NY Guard Honors The Valiant Charge of The Irish Brigade

The 88th Area Command of The New York Guard (State Defense Force) recently visited The Queens Calvary Cemetery to honor the ancestral unit from which they are descended from, The 88th New York Infantry. Every year in December, members of The 88th Area Command hold a ceremony to honor this legendary unit for the actions they performed on December 13th 1862 during The Battle of Fredricksburg. The 88th New York Infantry was part of the famed Irish Brigade that assaulted The Confederate line at Marye’s Heights.

The assault on Marye’s Heights during The Battle of Fredrickburg was one of the most astonishing moments in The American Civil War. Due to confusion within The Army’s senior leadership, The Irish Brigade along with other units were ordered to attack a stone wall held by The Confederates. The order required that The Irish Brigade rush up to a crest of a hill that faced a stone wall held by The Confederates. They were then ordered to fire volleys into the Confederate Line, all with no cover or protection. During this attack The Soldiers of The Irish Brigade took a horrendous loss in casualties. About 1 in 2 soldiers in the unit were killed or wounded. The Confederates were astounded by the incredible courage and toughness of The Irish Brigade, as they followed orders that put them in such a hazardous position, and absorb appalling casualties, yet still carried out those orders. From that moment on The Irish Brigade was renown not only in The Union Army but the Confederate Army as well as being one of the toughest and fearless military units in history.

New York Guard Recognizes its Civil War Lineage in Annual Memorial Commemoration

Photos by WO1 Ed Shevlin and Spc Chuck Garelick / Story by WO1 Ed Shevlin – New York Guard Public Affairs

Fifty members of the New York Guard, the state’s volunteer defense force, marked the sacrifice of the Civil War’s famed Irish Brigade in the 1862 Battle of Fredericksburg at the Irish Brigade Monument at Queens Calvary Cemetery on Dec. 10, 2022.

The New York Guardsmen were led by members of the 88th Area Command, which takes its name from the 88th New York Infantry, which was part of the Irish Brigade made up of Irish immigrants.

It was the 25th time the event has been commemorated.

The focus of the commemoration by the New York Guard is to recognize and remember the participation of the Union Army’s Irish Brigade in the Battle of Fredericksburg, according to 2nd Lt. Michael Rogers, who commands a detachment of the 88th Area Command.

Rodgers is the great-great grandson of Sgt. William Rodgers who served in the 88th Infantry Regiment during the Civil War.

“We have some of my great-great grandad’s documents, including his discharge papers.
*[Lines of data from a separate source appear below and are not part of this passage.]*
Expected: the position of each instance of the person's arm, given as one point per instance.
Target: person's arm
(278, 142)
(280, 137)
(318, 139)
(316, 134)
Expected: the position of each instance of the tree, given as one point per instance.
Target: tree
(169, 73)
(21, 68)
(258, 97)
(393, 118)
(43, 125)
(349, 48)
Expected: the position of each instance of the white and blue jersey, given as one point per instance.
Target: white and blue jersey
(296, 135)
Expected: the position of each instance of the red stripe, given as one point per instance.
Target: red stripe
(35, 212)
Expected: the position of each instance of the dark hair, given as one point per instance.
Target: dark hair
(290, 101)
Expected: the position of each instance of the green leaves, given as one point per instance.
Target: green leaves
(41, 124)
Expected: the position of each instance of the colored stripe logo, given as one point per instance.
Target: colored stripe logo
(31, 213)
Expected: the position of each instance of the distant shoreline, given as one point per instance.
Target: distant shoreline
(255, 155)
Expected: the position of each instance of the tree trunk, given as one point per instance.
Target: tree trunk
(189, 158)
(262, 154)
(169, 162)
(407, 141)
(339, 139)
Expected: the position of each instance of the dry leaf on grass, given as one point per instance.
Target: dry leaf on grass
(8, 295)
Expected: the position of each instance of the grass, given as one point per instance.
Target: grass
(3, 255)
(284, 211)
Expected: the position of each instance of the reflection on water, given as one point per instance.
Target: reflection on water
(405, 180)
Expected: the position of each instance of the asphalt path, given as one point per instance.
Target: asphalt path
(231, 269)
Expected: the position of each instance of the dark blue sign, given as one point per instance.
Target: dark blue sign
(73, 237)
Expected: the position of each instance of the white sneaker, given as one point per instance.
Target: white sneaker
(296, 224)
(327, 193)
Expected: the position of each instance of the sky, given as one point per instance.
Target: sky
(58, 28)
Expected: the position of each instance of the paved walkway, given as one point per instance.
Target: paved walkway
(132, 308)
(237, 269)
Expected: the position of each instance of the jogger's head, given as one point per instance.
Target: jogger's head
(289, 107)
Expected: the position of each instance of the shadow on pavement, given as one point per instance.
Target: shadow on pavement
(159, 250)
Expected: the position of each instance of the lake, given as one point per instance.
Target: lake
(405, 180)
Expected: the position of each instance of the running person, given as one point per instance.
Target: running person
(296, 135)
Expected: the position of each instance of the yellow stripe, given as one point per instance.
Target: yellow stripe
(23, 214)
My family is enormously proud of his service to his new country and his spirit remains strong in our hearts,” Rodgers said.
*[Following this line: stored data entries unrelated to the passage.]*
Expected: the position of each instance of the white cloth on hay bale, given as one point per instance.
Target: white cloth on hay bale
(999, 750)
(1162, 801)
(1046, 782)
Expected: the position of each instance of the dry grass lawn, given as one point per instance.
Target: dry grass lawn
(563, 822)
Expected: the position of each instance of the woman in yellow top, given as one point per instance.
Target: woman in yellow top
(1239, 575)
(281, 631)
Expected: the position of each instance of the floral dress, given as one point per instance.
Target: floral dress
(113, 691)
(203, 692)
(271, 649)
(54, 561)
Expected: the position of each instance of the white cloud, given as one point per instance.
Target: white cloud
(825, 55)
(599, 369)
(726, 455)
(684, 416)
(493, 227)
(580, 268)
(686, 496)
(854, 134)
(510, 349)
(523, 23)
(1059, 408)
December 10 was the day before the 160th anniversary of the start of the battle which began on Dec. 11 and ended on Dec. 15, 1862.

On Dec. 11 the Union Army of the Potomac crossed the Rappahannock River and occupied the town of Fredericksburg. The intention had been to head for the Confederate capital at Richmond. But the Confederate Army occupied the hills blocking the path.
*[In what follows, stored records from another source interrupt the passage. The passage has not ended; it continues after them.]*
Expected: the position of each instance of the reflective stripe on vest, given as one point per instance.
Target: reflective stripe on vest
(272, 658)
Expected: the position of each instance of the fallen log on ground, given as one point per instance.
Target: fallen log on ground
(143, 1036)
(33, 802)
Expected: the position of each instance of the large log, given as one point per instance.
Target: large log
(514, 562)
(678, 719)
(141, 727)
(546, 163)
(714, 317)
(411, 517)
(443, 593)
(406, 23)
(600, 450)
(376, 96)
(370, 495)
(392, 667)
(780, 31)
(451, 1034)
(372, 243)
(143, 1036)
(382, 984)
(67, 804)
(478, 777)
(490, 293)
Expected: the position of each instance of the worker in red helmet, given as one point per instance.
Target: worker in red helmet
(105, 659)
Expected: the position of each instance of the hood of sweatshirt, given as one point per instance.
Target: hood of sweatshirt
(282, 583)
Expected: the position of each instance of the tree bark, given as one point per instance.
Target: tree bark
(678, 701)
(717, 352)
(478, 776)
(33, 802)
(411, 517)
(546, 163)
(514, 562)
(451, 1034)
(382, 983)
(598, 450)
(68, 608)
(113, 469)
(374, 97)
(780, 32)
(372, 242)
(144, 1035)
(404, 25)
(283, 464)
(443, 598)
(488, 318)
On Dec. 13 the Army of the Potomac attacked the Confederate Army of Northern Virginia. The Irish Brigade, which included the 69th and 63rd New York regiments assaulted enemy positions on Marye’s Heights and suffered heavy losses.

The Union Army lost the battle, but the Irish Brigades courage under fire was noted by everybody on the battlefield, including Confederate General Robert E. Lee.

“It is a great honor to march under the colors of the 88th Regiment. The sacrifices and bravery of our forebears must never be forgotten,” said 1st Sgt. Joseph Ronda, who headed the color guard.

Colonel Stephen Ryan, the New York Guard chief of staff spoke about e history of the battle, its connection, and significance to the current members of the 88th.

Ryan’s comments were followed by the playing of taps and a rifle salute.

The salute was fired by the members of the Veterans Corps of Artillery, a historic military unit.

John McManus, the pipe major emeritus of the County Tyrone Pipe and Drum Band led the color guard during a precession to the monument from the cemetery chapel.

Those present also placed five wreaths of boxwood at the monument, representing the five regiments of the brigade, which also included two Massachusetts Irish regiments.

As the Irish Brigade went into the assault on December 13, they placed sprigs of green boxwood in their hats to mark their Irish heritage.

“Their deeds were beyond memorable. How could we not pay tribute to them? I am honored to have placed a wreath today, “said Spc. Britta Hussack.